Those last few sentences were super repetitive and pointless, but I'm keeping them in this literally just because I can. Anyway.

Everything about my life felt ridiculous at this point. I felt like I could have avoided what happened to Hank Wilcox, I felt like I could have avoided becoming dependent on a stupid Instagram account for my income, I felt like I could have avoided becoming friends with Kennedy Abrams in the first place.

But then I started thinking about it a little bit more.

Could I have avoided becoming friends with Kennedy Abrams? Everything about those first few weeks—shit, even those first few days—of my friendship with Kennedy seemed like an absolute whirlwind of activities and parties and guys and everything I had been pining away for from the second I entered college. I had become friends with people I never thought would look twice at me, and I felt like I had finally become someone who I had spent my entire life trying to become.

I was someone who other people wanted to be around.

But those first few weeks of parties and drinking and sex and newfound popularity had masked what was going on: I had become fast and serious friends with a girl who I knew essentially nothing about.

Even in November, months after everything had gone down, I couldn't really name much about Kennedy other than her roommates' names.
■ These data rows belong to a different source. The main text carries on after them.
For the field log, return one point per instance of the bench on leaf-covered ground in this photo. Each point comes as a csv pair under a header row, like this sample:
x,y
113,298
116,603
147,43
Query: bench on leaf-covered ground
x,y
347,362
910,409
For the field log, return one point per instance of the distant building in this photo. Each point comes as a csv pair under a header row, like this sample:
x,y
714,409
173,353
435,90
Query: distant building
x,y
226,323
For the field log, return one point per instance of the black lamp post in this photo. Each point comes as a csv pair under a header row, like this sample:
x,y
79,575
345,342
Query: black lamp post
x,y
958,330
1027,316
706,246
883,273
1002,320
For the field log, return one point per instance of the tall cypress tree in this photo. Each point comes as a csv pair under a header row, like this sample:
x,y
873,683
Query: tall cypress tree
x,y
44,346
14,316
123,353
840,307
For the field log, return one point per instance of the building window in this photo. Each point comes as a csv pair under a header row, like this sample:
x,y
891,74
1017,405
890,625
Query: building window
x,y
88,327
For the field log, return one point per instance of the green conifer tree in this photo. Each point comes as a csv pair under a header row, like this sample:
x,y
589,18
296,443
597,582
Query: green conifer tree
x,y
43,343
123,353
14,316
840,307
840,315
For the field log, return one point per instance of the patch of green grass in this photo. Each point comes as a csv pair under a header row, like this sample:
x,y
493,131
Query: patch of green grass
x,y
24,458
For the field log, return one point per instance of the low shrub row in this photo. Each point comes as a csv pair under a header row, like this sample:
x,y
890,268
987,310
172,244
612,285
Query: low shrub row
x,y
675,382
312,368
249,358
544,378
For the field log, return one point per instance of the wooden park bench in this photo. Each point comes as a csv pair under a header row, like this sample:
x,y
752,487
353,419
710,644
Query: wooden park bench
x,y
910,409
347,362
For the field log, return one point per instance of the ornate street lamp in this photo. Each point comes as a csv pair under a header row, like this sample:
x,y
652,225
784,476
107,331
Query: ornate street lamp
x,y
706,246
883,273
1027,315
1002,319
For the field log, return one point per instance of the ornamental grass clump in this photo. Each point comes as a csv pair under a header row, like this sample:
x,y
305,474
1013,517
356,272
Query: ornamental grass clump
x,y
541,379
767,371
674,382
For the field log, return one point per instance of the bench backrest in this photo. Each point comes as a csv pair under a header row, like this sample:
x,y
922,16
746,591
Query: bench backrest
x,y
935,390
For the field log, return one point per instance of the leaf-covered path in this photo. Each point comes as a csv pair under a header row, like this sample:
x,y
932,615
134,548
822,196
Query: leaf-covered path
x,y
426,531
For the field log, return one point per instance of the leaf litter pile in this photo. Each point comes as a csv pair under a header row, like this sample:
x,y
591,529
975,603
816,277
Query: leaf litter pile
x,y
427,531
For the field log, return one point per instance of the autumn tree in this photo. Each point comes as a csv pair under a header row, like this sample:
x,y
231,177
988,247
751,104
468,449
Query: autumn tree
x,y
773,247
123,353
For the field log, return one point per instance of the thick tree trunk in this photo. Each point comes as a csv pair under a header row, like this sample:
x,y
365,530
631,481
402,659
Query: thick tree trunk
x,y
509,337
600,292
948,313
Her roommates' names and then everything that Leo Lutz had told me about her—if I decided to believe it.

Kennedy, in all her brilliance and all her cunning, had managed to become friends with a girl who wouldn't ask questions, would go along with whatever plan she concocted, and blindly follow her wherever she went. She did it in a matter of days and created a 'friendship' that she could use as an easy copout for one of the worst things a person could do in their lives.

As the days continue to go on and I continue to think about everything that had happened in the last few months, I feel more and more convinced that my friendship with Kennedy Abrams had been nothing but a coverup...with a little fame on the side.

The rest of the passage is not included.